Even then, more than a third of the students who enter college never graduate.
In such
a depressing American landscape, why is the United States doing pretty well?
Put
simply, millions of quiet, determined Americans get up every morning and tune
out the incompetence and corruption of their government. They simply ignore
destructive fads of popular culture. They have no time for the demagoguery of
their politicians and the divisive rhetoric of social activists. Instead, these
quiet Americans simply go to work, pursue their own talents, excel at what they
do, and seek to take care of their families.
The
result of their singular expertise is that even in America’s current illness,
the nation still soars above the global competition.
Only in
America can you find the sort of innovation, talent, legal framework, and
can-do attitude needed to invent and refine hydraulic fracking and horizontal
drilling. Just a few hundred thousand scientists, engineers, entrepreneurs, oil
riggers, and skilled craftsman have revived the once-ossified oil industry for
320 million Americans.
The
United States is not running out of fuels — as was predicted over the last 20
years. It instead has become the largest gas-and-oil producer in the world.
The
epitaph for Silicon Valley is written each year. Its tech industry is copied
the world over. Yet seemingly each year a new American technical innovation —
the laptop, Google, Facebook, the iPad, the iPhone — sweeps the world.

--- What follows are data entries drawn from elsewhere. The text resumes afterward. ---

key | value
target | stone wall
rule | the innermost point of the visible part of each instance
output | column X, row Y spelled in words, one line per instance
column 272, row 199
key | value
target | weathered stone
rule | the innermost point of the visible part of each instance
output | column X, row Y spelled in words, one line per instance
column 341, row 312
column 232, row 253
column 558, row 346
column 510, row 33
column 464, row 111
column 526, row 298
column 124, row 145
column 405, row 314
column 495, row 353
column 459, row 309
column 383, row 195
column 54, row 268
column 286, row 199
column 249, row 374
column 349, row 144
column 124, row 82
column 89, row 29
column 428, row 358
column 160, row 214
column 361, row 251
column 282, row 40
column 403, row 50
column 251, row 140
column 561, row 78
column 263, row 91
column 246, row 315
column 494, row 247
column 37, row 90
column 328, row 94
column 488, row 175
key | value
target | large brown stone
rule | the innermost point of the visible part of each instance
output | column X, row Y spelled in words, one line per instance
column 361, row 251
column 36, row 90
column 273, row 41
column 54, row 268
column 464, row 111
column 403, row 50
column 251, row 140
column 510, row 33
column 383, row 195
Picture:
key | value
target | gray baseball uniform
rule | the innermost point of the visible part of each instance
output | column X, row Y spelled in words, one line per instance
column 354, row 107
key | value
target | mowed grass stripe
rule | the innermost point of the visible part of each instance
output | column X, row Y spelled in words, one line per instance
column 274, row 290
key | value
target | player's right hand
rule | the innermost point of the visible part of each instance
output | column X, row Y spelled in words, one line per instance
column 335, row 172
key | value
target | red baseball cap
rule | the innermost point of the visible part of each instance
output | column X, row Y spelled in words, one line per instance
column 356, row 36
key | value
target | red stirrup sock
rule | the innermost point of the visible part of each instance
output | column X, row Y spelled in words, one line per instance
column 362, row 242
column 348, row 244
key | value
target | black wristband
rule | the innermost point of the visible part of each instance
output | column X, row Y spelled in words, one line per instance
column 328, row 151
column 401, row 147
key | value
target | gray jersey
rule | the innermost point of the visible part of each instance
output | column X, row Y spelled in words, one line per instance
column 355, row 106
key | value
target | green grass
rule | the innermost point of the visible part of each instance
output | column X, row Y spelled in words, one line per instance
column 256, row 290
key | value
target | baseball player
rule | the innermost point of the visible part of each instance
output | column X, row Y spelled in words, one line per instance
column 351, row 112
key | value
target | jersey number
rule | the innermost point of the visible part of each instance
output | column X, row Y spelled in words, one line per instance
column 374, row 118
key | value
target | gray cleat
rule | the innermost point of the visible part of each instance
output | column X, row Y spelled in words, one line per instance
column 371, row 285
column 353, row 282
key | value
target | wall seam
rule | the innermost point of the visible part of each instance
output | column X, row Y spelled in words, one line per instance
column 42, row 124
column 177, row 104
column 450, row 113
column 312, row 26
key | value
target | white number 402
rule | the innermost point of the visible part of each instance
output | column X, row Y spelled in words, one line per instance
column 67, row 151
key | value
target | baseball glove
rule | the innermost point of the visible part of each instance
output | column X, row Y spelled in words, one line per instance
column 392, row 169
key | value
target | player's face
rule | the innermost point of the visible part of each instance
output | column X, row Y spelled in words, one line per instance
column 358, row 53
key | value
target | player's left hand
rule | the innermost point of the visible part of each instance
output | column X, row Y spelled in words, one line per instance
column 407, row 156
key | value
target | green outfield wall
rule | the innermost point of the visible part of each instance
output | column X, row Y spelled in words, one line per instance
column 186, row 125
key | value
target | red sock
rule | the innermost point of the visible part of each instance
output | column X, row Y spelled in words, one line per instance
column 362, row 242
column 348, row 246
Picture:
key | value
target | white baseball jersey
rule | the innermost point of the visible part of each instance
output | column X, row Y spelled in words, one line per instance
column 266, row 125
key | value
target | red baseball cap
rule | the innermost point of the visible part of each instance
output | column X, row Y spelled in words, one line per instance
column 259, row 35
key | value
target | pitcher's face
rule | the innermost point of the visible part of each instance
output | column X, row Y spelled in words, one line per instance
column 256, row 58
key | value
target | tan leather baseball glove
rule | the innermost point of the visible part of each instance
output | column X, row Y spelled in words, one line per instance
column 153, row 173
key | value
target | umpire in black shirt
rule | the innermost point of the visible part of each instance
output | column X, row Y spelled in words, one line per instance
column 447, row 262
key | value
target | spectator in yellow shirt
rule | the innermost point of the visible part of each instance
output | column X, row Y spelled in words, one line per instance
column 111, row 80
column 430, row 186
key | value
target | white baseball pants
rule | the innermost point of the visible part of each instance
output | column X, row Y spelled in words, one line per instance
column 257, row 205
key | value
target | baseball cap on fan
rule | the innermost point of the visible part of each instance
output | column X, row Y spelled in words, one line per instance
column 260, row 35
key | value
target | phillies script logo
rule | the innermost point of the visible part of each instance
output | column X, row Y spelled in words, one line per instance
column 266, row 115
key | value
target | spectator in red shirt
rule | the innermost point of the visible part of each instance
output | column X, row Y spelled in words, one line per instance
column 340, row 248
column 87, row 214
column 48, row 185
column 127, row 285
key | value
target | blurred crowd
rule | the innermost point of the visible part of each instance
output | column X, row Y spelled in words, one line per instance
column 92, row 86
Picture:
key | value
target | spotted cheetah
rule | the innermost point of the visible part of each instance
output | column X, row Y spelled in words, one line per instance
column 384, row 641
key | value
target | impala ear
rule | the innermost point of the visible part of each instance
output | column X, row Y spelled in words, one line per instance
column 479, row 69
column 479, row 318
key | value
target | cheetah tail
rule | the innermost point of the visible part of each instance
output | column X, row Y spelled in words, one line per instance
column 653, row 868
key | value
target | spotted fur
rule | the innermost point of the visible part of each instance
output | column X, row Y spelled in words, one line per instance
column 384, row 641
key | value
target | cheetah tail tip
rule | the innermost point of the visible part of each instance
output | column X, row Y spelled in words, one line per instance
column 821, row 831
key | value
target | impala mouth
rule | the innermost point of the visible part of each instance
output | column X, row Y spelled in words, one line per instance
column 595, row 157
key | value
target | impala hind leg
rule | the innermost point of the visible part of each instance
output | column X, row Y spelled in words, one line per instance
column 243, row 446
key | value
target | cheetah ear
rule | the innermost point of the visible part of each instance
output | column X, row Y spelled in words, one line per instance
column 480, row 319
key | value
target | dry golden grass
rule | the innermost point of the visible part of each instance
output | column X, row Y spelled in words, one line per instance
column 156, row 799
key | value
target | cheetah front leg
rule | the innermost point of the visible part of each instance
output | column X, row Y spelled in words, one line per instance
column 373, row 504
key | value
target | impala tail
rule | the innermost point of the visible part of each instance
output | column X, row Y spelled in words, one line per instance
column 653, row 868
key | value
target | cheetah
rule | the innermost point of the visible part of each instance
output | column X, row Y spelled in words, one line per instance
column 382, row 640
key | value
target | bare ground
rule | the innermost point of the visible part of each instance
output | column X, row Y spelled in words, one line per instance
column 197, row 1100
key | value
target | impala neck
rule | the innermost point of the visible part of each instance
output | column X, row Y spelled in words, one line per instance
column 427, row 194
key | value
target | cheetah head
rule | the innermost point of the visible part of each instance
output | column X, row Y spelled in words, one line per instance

Apparently, American informality, meritocracy, and top-flight engineering still
draw global talent into Northern California, which sends back out the latest
gadgets to be gobbled up by billions.
Neither
drought, nor needlessly cumbersome regulations, nor unfair trade practices have
stalled American agriculture. The farms of the United States — where less than
2 percent of the population resides — have never turned out so much safe,
nutritious, and cheap food that is feeding the world and earning America
hundreds of billions of dollars in foreign exchange.
The
U.S. military — in which fewer than 1 in 100 Americans serve — is facing record
cuts. The Navy will have fewer ships than the American fleet of World War I.

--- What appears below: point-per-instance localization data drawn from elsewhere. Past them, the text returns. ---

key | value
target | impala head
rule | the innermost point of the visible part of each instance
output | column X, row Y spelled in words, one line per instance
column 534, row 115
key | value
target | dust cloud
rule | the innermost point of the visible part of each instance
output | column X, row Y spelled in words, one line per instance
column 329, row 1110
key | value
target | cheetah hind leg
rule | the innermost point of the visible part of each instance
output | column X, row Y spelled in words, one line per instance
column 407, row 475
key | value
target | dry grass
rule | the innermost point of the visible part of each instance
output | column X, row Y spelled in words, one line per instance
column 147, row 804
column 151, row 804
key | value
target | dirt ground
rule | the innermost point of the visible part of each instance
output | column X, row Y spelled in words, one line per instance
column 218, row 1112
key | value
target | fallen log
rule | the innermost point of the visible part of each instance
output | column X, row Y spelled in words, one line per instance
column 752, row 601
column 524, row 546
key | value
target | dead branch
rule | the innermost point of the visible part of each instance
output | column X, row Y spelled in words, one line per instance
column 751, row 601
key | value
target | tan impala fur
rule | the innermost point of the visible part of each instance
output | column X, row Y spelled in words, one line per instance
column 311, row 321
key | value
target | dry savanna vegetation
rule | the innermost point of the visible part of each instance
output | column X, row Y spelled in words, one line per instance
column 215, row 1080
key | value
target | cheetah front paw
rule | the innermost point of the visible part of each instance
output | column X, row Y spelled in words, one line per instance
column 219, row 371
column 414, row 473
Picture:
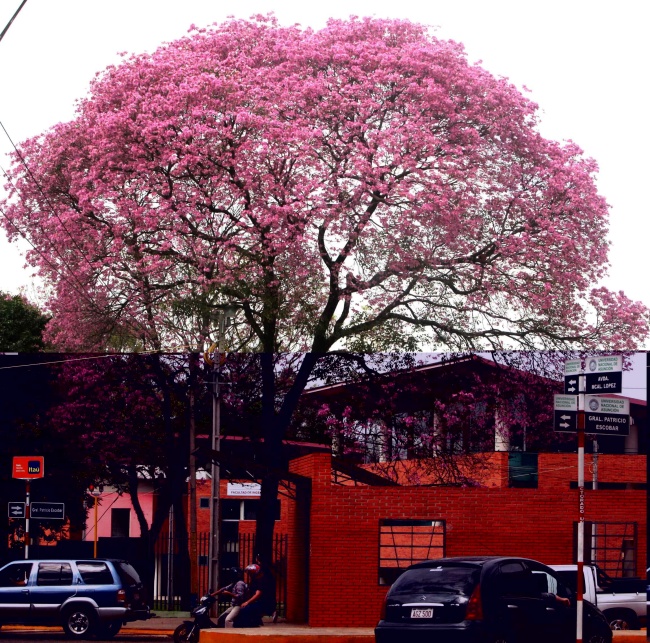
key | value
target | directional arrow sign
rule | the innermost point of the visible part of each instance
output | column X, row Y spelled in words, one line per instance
column 16, row 509
column 601, row 424
column 608, row 405
column 571, row 384
column 573, row 367
column 49, row 510
column 604, row 382
column 565, row 413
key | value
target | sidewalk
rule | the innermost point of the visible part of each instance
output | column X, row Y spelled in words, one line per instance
column 289, row 633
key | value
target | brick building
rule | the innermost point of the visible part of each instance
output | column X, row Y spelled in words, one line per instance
column 358, row 534
column 347, row 536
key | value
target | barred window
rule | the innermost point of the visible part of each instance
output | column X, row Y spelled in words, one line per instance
column 403, row 542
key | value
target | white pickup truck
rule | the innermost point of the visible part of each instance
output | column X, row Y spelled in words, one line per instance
column 621, row 600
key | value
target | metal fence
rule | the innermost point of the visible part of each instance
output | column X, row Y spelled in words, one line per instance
column 167, row 595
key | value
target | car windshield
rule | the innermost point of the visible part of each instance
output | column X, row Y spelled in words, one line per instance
column 459, row 579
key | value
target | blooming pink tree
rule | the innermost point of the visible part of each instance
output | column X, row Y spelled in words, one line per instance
column 358, row 186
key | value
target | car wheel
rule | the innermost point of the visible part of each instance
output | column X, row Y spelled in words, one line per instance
column 108, row 631
column 598, row 638
column 78, row 623
column 621, row 621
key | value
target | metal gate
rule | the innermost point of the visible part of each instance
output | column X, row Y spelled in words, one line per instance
column 166, row 596
column 612, row 546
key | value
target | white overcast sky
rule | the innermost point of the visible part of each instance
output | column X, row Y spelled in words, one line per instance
column 586, row 64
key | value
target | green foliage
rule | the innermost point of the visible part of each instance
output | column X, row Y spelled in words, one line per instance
column 21, row 325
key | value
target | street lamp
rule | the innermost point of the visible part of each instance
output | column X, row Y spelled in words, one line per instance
column 225, row 315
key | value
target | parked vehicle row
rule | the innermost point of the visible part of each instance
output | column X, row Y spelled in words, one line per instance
column 85, row 597
column 487, row 600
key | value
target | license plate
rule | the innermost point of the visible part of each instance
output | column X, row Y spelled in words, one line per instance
column 422, row 613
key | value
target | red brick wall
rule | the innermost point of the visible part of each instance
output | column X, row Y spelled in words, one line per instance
column 536, row 523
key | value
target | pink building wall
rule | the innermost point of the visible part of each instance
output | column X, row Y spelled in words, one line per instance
column 109, row 500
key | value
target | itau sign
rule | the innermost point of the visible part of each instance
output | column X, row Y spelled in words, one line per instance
column 28, row 467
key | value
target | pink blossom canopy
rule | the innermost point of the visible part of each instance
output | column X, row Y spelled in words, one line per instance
column 334, row 182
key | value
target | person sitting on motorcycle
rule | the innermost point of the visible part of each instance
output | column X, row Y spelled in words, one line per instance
column 237, row 589
column 261, row 599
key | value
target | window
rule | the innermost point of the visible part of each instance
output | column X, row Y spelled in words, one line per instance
column 15, row 575
column 404, row 542
column 120, row 519
column 53, row 573
column 243, row 509
column 522, row 470
column 95, row 573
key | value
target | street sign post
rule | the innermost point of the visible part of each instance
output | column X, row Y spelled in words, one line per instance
column 565, row 412
column 604, row 382
column 580, row 413
column 599, row 424
column 16, row 509
column 604, row 364
column 48, row 510
column 28, row 467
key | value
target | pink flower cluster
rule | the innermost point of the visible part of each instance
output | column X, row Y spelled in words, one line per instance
column 330, row 180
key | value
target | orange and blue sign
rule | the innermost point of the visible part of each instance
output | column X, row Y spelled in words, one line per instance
column 28, row 467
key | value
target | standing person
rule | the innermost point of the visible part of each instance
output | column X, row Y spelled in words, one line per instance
column 261, row 601
column 237, row 589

The Air Force and the Marine Corps are shrinking. Yet superb American forces
continue to ensure that the United States and its allies remain safe. Neither
Vladimir Putin’s Russia, nor the Communist Chinese hierarchy, nor the Iranian
theocrats are quite ready to take the on the U.S. military. All are rightly
worried that to do so would be suicidal.
America
is not saved by our elected officials, bureaucrats, celebrities, and partisan activists.
Instead, just a few million hardworking Americans in key areas — a natural
meritocracy of all races, classes, and backgrounds — ignore the daily hype and
chaos, remain innovative and productive, and dazzle the world.
The
silent few of a forgotten America have given the entire country an astonishing
standard of living that is quite inexplicable.